CNN  — 

It’s pretty natural for people to take a look at the radar first thing in the morning to check on the morning commute, but for millions, what looked like light drizzle over Germantown was actually a swarm of cicadas… what?

That’s right, the radar imagery from the Washington, DC, area showed a patch of green just northwest of the city.

What could have easily been mistaken for rain, wasn’t. The big, black-winged insects that have emerged after their 17-year slumber were in such large numbers, they showed up on radar.

“While weather radar is very precise, it would likely take hundreds of thousands, if not millions of cicadas to be able to see what we saw yesterday on radar,” said CNN meteorologist Dave Hennen.

The National Weather Service office in Baltimore/Washington, DC, tweeted this image, that caught a lot of attention over the weekend.

This phenomenon is something that we have seen before. Just last spring, millions of mayflies showed up on the radar over Lake Erie.
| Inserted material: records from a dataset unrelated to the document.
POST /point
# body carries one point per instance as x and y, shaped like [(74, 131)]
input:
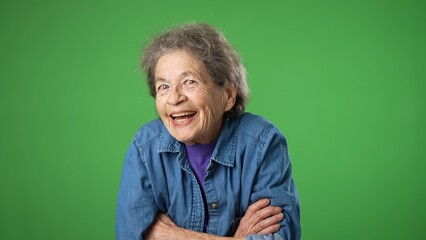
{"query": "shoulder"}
[(149, 132), (258, 127)]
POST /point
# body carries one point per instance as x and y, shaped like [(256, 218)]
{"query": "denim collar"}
[(224, 152)]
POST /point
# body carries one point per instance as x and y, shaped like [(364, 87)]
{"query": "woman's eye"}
[(162, 87), (190, 81)]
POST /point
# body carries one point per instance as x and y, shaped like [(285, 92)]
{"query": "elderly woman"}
[(204, 169)]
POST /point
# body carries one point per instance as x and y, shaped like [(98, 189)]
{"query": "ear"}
[(231, 96)]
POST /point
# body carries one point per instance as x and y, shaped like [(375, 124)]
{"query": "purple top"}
[(199, 156)]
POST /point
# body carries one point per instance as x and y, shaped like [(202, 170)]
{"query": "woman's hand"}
[(163, 227), (260, 218)]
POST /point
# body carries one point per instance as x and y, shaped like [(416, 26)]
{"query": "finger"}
[(271, 229), (264, 213), (253, 208), (268, 222)]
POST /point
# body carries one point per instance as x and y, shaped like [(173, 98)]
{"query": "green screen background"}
[(343, 80)]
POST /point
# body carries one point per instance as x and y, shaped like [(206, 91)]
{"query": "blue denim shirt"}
[(250, 162)]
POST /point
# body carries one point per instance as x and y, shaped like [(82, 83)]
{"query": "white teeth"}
[(183, 114)]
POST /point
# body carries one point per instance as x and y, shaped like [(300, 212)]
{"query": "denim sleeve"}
[(274, 181), (136, 208)]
In Phoenix, it was bats that made an appearance on radar.

Radar can pick up smoke from wildfires, or a bird migration. It even “sees” the famous Austin, Texas, bats that migrate on an almost nightly basis from under the Congress Bridge.
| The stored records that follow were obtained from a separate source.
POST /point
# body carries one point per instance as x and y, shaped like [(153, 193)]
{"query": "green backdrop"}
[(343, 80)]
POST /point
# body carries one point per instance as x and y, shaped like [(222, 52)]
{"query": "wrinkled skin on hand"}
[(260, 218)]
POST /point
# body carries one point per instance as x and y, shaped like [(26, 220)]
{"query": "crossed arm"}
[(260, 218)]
How do weather radars detect insects?

doppler radar can detect insects, smoke and even bats.

Radar can pick up all kinds of atmospheric phenomenon beyond rain.

“Weather radar is now very sophisticated in what it can detect,” Hennen said. “The radar sends a beam of energy into the atmosphere and if it hits a ‘target’ it sends that information back to the radar.”

The radar can determine the size and shape of an object so it knows if it’s rain, hail, etc. or something else.

“Insects on radar is something we see all the time,” said Terry Schuur, a research scientist with the University of Oklahoma School of Meteorology. “Insects are just like raindrops; they reflect the radar’s energy back to the radar, just like a raindrop would.”

Both Hennen and Schuur agree that it could have been any kind of insect.

“They all return power to radar in their unique way,” Schuur said. “It could be cicadas or any other bug.

“If they are up there, the radar can see them,” Schuur said.

Cicadas or not cicadas?

Not everyone is convinced the radar showed cicadas.

“It’s highly unlikely it was cicadas,” said Nancy Hinkle, a professor of entomology at the University of Georgia.

A Brood X cicada clinging to a tree.

“Cicadas don’t fly in groups, they don’t swarm and they are actually poor fliers,” Hinkle said.

She says cicadas don’t fly long distances, just short flights from tree to tree.

She believes it had to be another insect, since cicadas are only found at tree level and down, not higher in the atmosphere.

“We don’t know with absolute certainty that what we saw over the weekend was the cicadas, but we know with sunny skies over DC that it wasn’t precipitation being detected, and the National Weather Service was confident enough to tweet about it,” Hennen said.